Ana la abrazó fuerte.

- Te quiero nana, vendré a visitarte. Fueron las palabras de aquella pequeña joven, regalándole una hermosa sonrisa mientras sus ojos verdes se cubrían con lágrimas.

- ¡Vé, diviértete mucho!. Resonó en aquella habitación mientras aquella niña marchaba hacia su nuevo destino.

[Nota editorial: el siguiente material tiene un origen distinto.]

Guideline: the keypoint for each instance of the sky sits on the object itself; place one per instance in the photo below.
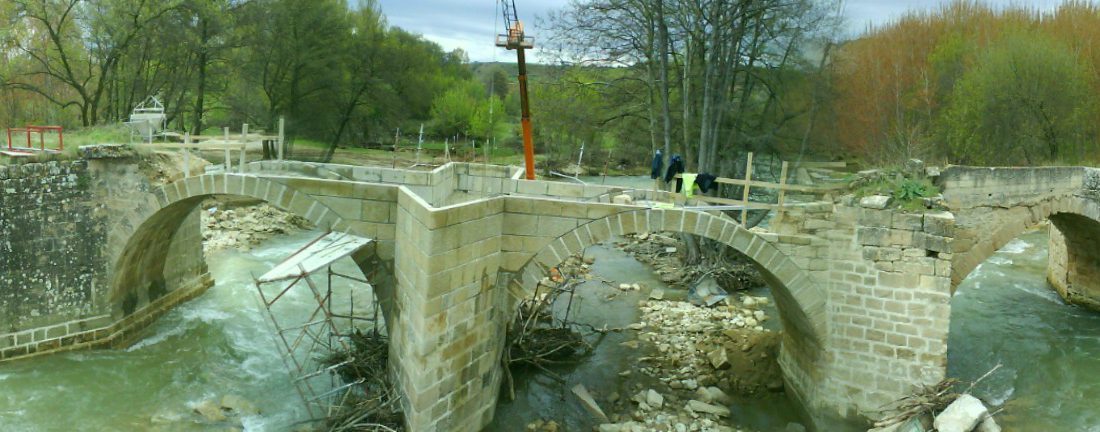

Estela lamentó tener que haberla vendido a aquella familia. Pero no vio otra opción, sus padres habían muerto y no había ningún pariente cercano. Era muy difícil poder alimentar otra boca más, su único hijo estaba enfermo y necesitaba comprar medicina.

Estela jamás se enteró sobre la verdadera identidad de aquella niña. De haberlo sabido, hubiese tomado ventajas de aquello. Colocó todas sus pertenencias y las cargó en un bolsito.

La niña marchaba muy feliz, tenía mucha curiosidad de conocer su nuevo hogar. La mujer que la acompañaba iba dándole instrucciones de como comportarse, Ana asentía sin problemas aquellas recomendaciones.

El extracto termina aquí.